By popular demand, Massachusetts actually has a box where you can pay more for your income tax. Don't have the exact number but I know it is a very, very small number of people who actually do. Something like under 1500 people in the entire state.

IIRC it was in response to a drive for lower taxes and a whole lot of people claimed they'd be fine with paying more taxes to support a variety of social causes. In the end, apparently few do, regardless of the social benefit.
 
My dad did work in Cuba before Castro, and then in his later years was able to visit Havana, around 2008, twice.

He told me that the government would provide a basic sustenance of a rice and beans diet, for free. If that's all you wanted out of life, you got that for free.

If you wanted more, you had to find some sort of useful employ.

I'm not saying this is a good system, or a bad system. But it is interesting to ponder.
 
I remember reading some Mack Reynolds sci fi back in the 60s. His stories, especially Mercenary from Tomorrow, included the concept of a basic guaranteed income for all citizens. It was enough to exist on (especially with the free beer, drugs, and TV), but if you wanted more you could work IF you could find a job. It was an eye opener for me as a teen, very thought provoking. I didn't read the AI article, but I could see something like this developing from the combination of the welfare state and technology doing away with types of jobs that don't require education or training.

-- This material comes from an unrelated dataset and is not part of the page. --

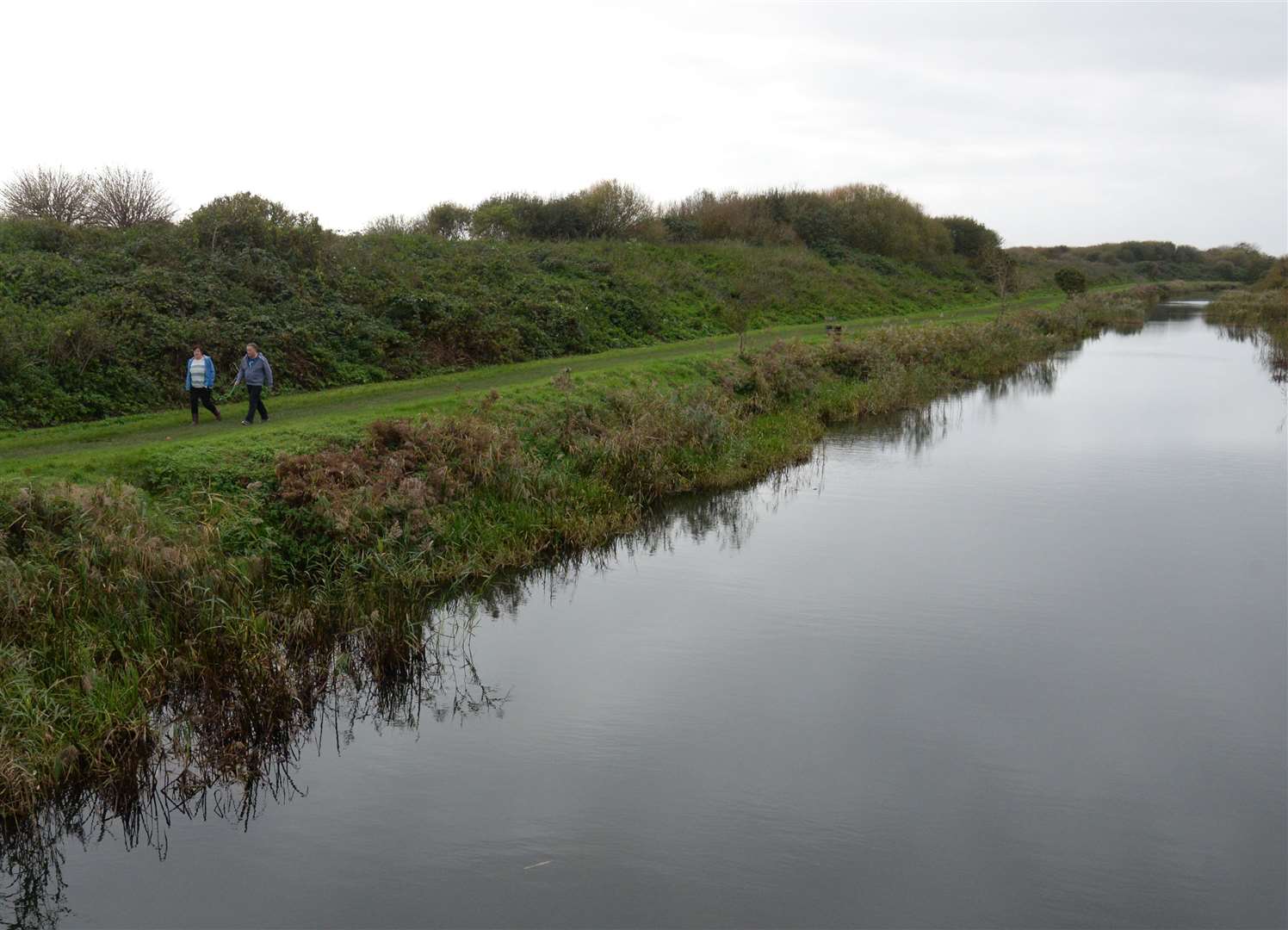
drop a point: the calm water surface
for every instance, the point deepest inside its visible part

The Star Trek socioeconomic environment is more benevolent, but not all that different. All basic needs are supplied, leaving people free to strive and create as they desire.

I don't think this will happen in my lifetime, but I wouldn't be surprised to see something like it a few generations down the road.
 
My dad did work in Cuba before Castro, and then in his later years was able to visit Havana, around 2008, twice.

He told me that the government would provide a basic sustenance of a rice and beans diet, for free. If that's all you wanted out of life, you got that for free.

If you wanted more, you had to find some sort of useful employ.

I'm not saying this is a good system, or a bad system. But it is interesting to ponder.
Sounds similar to a subsidized housing/welfare/food stamps combo.